Il y a, en contre-point, le service de Laurent Soustelle qui fait désormais office de vieux sage doué d’humour et ordonne la danse du ballet de salle avec élégance, les vins choisis par Antoine Cazin avec doigté, les desserts précis et fins, mi-anciens mi-modernes, de Brandon Dehan, plus tout ce personnel de salle renouvelé avec constance qui récite sa leçon comme à la parade avec des accents poétiques non dénués de piquant provocateur.

Une fleur de légumes au caviar © GP

Cela démarre avec des « souvenirs de pêche à pied » en guise d’amuse-bouche, avec huitre végétale, tartelette de salicorne et moule ronde. Cela se poursuit avec les escargots de St Rémy de Provence, dit « Réconfortant« , avec ail, jus de champignon, sur un ton mousseux primesautier. Cela navigue vers la mer sans oublier la terre avec « Entre le thon et le cochon, « conceptuel » une histoire de ventrèche« , où le gras de la poitrine de thon se mêle au gras de porc.

Ormeau © GP

Puis « une fleur pas comme les autres« , où les légumes du potager, dessinés en corolles, s’offrent au caviar Schrenki  en version « imagée ». Il y a encore l’ormeau sauvage de Bretagne, simplement rôti au beurre noisette et présenté tranché dans sa coquille. Le carabinieros ou gambon écarlate cuit au grill et dit « Simplicité » avec sa pulpe de fenouil à cru.

Gambon écarlate © GP

Le potager se frotte encore à la mer, avec la carotte, râpée, tranchée, sa feuille de papier, son jus de bigorneaux comme une crème iodée légère. Et enfin le grand registre carnassier, avec l’agneau de lait, dit « le vrai », tout en « tendresse » avec la fine côtelette juteuse, le filet surmonté de sa peau croustillante. Et puis le pigeonneau, élevé à« 19 km à vol d’oiseau », cuit en croûte de foin, les abats roulés dans une feuille de salade (une côte de romaine), son jus à la lavande. Superbe !

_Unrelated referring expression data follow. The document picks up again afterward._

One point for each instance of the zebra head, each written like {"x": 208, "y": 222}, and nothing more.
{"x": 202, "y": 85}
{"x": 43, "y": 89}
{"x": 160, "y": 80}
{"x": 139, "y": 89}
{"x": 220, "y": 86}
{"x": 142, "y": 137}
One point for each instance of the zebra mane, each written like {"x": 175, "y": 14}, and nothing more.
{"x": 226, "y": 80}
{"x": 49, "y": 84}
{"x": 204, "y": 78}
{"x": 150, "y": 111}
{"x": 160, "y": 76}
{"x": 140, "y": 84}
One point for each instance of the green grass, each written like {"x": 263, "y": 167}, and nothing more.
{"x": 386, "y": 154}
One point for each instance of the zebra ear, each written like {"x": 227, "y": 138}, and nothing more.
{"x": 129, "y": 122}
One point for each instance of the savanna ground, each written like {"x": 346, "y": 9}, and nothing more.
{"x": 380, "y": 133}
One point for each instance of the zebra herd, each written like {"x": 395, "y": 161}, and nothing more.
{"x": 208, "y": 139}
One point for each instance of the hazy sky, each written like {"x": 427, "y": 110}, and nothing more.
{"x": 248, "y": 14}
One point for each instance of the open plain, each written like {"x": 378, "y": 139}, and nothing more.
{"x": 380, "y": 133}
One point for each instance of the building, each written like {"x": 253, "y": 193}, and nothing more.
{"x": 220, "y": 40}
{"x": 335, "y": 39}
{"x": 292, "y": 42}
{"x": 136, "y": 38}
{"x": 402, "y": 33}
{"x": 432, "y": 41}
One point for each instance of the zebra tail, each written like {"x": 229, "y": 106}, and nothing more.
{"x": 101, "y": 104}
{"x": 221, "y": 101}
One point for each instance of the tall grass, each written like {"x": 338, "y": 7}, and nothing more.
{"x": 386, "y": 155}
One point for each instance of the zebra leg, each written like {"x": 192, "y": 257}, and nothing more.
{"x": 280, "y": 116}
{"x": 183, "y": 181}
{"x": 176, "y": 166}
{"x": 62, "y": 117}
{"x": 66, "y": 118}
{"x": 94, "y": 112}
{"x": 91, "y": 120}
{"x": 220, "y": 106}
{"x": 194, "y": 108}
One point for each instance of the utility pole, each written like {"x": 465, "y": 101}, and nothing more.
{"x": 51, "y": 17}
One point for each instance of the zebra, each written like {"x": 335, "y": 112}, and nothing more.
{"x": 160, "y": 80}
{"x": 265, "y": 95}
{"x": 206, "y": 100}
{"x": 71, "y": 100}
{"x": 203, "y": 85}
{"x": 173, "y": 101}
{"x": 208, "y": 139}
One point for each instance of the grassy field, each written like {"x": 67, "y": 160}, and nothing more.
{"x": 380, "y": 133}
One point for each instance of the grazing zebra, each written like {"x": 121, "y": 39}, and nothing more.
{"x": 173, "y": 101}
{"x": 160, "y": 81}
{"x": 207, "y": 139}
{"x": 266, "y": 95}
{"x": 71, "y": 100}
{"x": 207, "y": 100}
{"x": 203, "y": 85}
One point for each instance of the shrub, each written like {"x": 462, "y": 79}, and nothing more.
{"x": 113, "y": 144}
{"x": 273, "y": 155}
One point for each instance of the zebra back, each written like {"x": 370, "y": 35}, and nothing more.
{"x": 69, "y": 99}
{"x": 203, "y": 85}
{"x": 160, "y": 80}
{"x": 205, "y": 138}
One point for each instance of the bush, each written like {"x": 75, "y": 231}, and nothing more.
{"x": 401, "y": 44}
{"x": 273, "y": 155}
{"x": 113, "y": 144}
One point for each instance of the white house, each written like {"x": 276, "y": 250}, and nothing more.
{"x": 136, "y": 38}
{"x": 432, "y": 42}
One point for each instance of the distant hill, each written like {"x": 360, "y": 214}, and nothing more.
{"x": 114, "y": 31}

Laurent Soustelle et le service du pigeon © GP

Le service des fromages donne place aux chèvres du pays, les vins jouent le grand air du grand Sud, comme de la vallée du Rhône, mais pas seulement : blanc de Corse ‘’Biginti’’ 2018 Domaine Buzzo, champagne Brut Nature de la Maison Drappier dans l’Aube pour le caviar et les légumes en fleur, le blanc IGP Bouches du Rhône 2020 Villa Minna, celui de Bandol ‘’Estagnol’’ 2016 de La Bastide Blanche ou le rouge IGP des collines rhodaniennes ‘’Kamaka’’ 2020 Greame et Julie Bott sur le terroir de Seyssuel.

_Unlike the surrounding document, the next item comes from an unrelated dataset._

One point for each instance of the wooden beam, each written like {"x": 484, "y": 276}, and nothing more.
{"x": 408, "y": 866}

Pigeonneau cuit en croute de foin © GP

Il y a encore le grand Languedoc rouge d’Aniane ‘’Cuvée H’’ 2021 du Clos la Barthassade puis le splendide Cartagène du Château Mourgues du Grès qui épouse les brillants desserts du gars Brandon, comme le cocktail créé sur place ‘’Espresso Celerini’’. Le céleri « déroutant », qui sont deux, l’un en sorbet, l’autre en gourmandise, le millefeuille dit « Modernité » revoyant la tradition Baumanière en finesse avec sa crème légère à la vanille de Madagascar, sa florentine pistache et sa glace vanille.

Les fromages © GP

Et puis encore la bouleversante crêpe « historique » soufflée au Grand Marnier, hommage au père fondateur, Raymond Thuilier, plus la grappe de cerise dite « Elégant », avec crème de clafoutis, jus réduit au basilic, les mignardises et gourmandises qui sortent d’un trousseau d’écolier, avec un biscuit comme « un sourire » et un crayon en chocolat. Bref, voilà une grande maison magique qui rajeunit sans jamais renier ses racines.

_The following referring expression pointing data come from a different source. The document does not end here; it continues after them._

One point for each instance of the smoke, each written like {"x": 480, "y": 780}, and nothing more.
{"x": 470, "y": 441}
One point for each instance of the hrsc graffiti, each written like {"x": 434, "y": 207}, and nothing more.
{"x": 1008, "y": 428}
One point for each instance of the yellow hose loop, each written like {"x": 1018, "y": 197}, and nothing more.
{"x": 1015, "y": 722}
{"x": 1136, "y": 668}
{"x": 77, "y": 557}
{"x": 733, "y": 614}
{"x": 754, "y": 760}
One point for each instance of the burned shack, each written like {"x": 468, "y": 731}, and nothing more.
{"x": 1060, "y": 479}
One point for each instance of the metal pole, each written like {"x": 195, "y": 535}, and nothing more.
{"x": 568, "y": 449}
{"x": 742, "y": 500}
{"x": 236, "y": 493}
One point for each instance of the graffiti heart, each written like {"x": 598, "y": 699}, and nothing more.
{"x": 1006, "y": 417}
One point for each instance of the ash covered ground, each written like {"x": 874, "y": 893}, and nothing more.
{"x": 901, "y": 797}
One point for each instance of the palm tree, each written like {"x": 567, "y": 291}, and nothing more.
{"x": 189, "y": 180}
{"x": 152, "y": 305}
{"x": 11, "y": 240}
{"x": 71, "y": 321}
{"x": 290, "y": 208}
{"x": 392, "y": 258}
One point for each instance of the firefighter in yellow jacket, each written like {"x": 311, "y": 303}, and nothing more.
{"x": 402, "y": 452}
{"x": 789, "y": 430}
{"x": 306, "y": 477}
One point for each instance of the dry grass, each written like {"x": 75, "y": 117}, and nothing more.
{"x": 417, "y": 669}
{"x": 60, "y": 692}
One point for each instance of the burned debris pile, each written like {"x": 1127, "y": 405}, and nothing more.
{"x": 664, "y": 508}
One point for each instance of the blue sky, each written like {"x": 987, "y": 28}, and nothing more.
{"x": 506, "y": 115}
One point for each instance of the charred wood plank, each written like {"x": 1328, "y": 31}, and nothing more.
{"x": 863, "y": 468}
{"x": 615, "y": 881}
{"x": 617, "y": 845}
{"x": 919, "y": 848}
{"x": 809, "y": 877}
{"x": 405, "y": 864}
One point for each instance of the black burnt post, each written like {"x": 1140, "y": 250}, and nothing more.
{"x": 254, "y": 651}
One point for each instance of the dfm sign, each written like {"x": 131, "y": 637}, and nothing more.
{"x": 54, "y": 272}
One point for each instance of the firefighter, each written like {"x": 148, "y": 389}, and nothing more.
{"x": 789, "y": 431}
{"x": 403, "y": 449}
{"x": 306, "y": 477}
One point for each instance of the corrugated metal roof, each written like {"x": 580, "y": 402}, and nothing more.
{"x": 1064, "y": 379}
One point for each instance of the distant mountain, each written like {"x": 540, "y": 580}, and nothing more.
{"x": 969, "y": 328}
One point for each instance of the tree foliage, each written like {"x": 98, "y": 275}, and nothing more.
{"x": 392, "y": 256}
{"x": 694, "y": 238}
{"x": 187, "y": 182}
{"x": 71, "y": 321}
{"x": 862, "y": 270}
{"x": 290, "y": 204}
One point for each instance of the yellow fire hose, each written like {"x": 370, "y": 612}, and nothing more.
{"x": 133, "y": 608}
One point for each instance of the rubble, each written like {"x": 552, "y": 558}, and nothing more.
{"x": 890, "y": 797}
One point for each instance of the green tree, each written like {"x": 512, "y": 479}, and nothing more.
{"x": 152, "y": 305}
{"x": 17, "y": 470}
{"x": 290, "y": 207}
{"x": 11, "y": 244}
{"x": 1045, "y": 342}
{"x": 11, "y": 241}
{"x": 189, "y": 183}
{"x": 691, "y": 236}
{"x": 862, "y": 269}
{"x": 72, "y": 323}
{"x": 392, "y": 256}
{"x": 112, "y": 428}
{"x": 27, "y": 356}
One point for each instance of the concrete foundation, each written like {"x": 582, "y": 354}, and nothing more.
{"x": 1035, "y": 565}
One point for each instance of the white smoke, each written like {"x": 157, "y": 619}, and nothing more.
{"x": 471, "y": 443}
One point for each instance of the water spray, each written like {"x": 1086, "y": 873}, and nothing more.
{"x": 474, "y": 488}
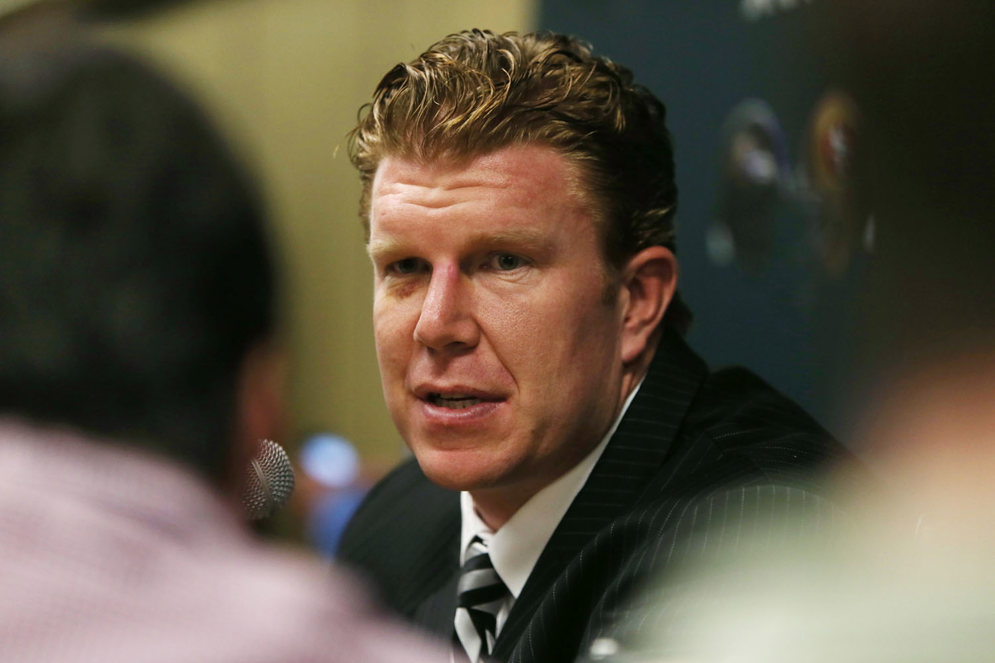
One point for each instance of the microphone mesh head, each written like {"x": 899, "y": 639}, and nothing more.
{"x": 269, "y": 481}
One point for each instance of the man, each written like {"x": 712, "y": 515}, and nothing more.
{"x": 519, "y": 194}
{"x": 138, "y": 373}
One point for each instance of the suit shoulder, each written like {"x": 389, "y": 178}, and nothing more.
{"x": 406, "y": 529}
{"x": 751, "y": 425}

Millefeuille Baumanière revisité © GP

L'Oustau de Baumanière

Route d'Arles
13520 Les Baux-de-Provence
Tél. 04 90 54 33 07
Menus : 180 ("légumes"), 210 ("petite faim"), 330 ("la ballade")  €
Fermeture hebdo. : Mercredi, jeudi (octobre et mars)
Site: www.baumaniere.com

A propos de cet article

Publié le  17 juillet 2023 par

L'Oustau de Baumanière” : 3 avis

  • Germanetto

    Lieux magiques il font chante les assiettes .un rêve gourmand

  • Candy Anne

    belle présentation, cela ouvre l’appétit

  • SCHWEGLER

    Top ! Nous y sommes bientôt….(Octobre !)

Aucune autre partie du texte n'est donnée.